1. In Onkar Gulati vs. State & Anr. reported in 1998 CriLJ 1320 in which the Court observed as under:-
“6. It is a well established principle of law that it is easier to grant bail in a non bailable case. However, once a bail is granted it cannot be cancelled merely on a request from the side of the complainant unless and until the complainant shows that the same is being misused and it is no longer conducive in the interest of justice to allow him any further to remain on bail. Once a man has been set at liberty through an order of a Court he cannot be deprived of the same unless the complainant makes out a case for cancellation of the same. There is a consensus amongst different High Courts and the Hon’ble Supreme Court on this points that a bail once granted can be cancelled only in those discerning few cases where it is shown that a person to whom theconcession of bail has been granted is misusing the same by subverting the course of justice i.e. efforts are being made to suborn the witnesses, threats are being extended to the witnesses and they are being intimidated not to appear against the accused persons and in case they do so they will have to bear dire consequences. The bail can also be cancelled in case the accused on bail fails to appear before the court at the time of the trial and thus there is an abuse of the process of the court.”
10. Moreover, it is well settled that enlargement of bail is the rule and committal to jail is an exception.
11. In the case in hand, the respondent no. 2 was granted anticipatory bail on his second bail application vide order dated 27.04.2017. The petitioner herein seek cancellation of the said order. However, after perusal of the grounds for cancellation of bail, it is necessary to peruse the same in that aspect as per facts and circumstances of the present case. As per settled law the cancellation of bail depends upon facts and circumstances of the case as well as on the developments unveiled after grant of bail. In the present case, after the grant of grant of anticipatory bail by the concerned court, the respondent no. 2 has joined the investigation on 29.04.2017 and was formally arrested. All the other co-accused has also joined the investigation along with the respondent no. 2. There is no allegation that during this period he had tried to influence or threaten the witnesses.

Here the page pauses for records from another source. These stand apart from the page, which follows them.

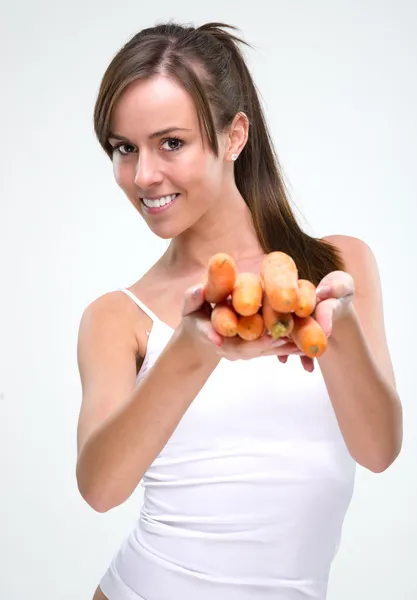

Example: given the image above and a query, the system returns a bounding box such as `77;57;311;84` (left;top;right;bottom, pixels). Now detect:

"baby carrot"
210;302;239;337
295;279;317;317
204;252;236;304
237;313;265;342
261;251;298;279
262;294;294;340
261;252;299;313
289;316;327;358
232;273;263;317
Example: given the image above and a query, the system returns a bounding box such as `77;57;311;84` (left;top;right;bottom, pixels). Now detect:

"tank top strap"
119;288;161;322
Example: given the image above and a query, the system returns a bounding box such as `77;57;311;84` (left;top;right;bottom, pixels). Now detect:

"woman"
77;22;402;600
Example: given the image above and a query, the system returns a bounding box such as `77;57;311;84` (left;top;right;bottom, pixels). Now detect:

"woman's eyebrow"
109;127;191;141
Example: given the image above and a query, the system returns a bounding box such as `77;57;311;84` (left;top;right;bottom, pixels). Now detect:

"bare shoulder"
322;234;380;294
77;291;150;451
323;235;395;387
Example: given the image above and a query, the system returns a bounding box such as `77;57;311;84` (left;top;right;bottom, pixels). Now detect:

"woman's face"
109;76;226;239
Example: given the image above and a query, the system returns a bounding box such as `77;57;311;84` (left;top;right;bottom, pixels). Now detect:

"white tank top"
100;289;355;600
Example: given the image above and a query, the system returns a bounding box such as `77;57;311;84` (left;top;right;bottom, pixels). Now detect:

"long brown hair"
94;21;345;285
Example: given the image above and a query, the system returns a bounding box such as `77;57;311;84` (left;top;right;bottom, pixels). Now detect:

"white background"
0;0;417;600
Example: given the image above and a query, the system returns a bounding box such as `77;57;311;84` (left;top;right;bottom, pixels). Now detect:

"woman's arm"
318;236;402;473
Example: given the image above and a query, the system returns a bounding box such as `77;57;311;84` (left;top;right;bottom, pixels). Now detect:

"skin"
94;71;402;600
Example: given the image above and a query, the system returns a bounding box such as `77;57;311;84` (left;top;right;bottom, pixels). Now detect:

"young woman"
77;22;402;600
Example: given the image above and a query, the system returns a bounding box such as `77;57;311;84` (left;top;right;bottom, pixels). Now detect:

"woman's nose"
135;154;162;190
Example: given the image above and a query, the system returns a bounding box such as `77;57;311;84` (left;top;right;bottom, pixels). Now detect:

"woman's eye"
114;144;135;156
164;138;184;152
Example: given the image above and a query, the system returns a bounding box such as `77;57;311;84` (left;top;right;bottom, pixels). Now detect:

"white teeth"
143;194;178;208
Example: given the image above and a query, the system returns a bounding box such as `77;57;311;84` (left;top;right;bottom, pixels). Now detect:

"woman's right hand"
179;284;310;370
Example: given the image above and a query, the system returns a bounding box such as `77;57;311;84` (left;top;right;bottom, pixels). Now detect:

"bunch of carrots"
203;252;327;358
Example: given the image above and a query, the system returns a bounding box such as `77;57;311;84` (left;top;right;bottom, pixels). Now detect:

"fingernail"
272;340;287;348
192;285;201;298
316;285;331;296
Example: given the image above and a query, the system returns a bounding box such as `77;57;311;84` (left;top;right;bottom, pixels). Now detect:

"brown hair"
94;21;345;285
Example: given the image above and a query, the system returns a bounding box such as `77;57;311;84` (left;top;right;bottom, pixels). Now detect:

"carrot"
289;315;327;358
210;302;239;337
261;252;300;313
232;273;263;317
261;251;298;279
262;294;294;340
204;252;236;304
295;279;317;317
237;313;265;342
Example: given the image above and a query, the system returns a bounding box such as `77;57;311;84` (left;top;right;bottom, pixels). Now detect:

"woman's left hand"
279;271;355;371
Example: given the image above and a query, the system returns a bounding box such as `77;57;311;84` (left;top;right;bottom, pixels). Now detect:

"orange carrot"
232;273;263;317
262;294;294;340
237;313;265;342
289;316;327;358
261;252;299;313
211;302;239;337
295;279;317;317
204;252;236;304
261;251;298;279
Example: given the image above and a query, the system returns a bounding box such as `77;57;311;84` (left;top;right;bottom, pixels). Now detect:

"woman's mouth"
141;194;180;214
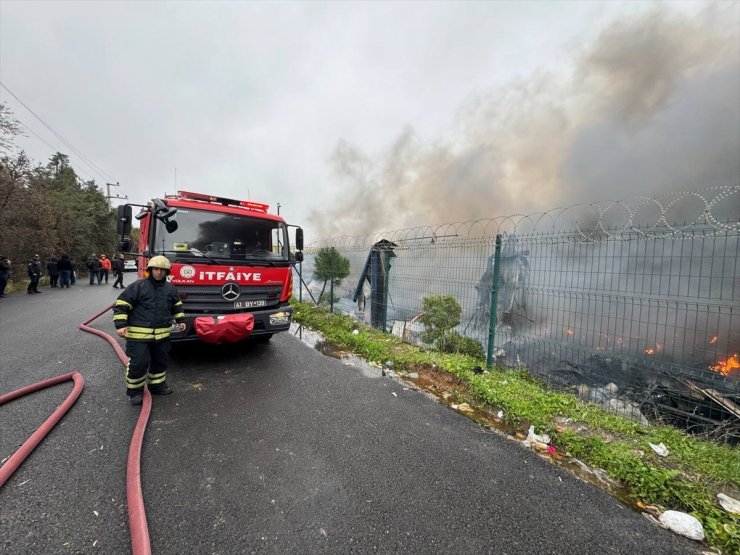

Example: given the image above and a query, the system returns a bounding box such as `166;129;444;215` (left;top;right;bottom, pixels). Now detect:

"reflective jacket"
113;277;185;341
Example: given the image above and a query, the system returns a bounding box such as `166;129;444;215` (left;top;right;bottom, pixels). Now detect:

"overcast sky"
0;0;740;239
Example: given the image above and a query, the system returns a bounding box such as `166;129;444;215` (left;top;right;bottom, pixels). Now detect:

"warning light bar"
177;191;270;212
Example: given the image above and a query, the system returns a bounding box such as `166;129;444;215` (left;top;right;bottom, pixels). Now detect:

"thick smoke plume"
311;3;740;238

The mobile phone seized during the investigation has been sent to FSL and even the MLC report of Ms. Shivali /petitioner and Sh. Atul Kumar/Father stated the result as ‘Simple’.
12. After the glance at the status report, it is observed that the grounds necessary to cancel the grant of bail is not made out. In the aforesaid circumstances, even when there is a serious charge levelled against the appellant, that by itself should not be the reason to deny anticipatory bail when the matter is examined keeping in view other factors enumerated above. The discretion vested with the court under 482 Cr.P.C should also be exercised with caution and prudence. It is unnecessary to travel beyond it and subject the wide power and discretion conferred by the legislature to a rigorous code of self-imposed limitations.
13. On the basis of the above facts, it is observed that there is no need for any interference in the impugned order passed by the Trial Court and hence, the petition is accordingly dismissed.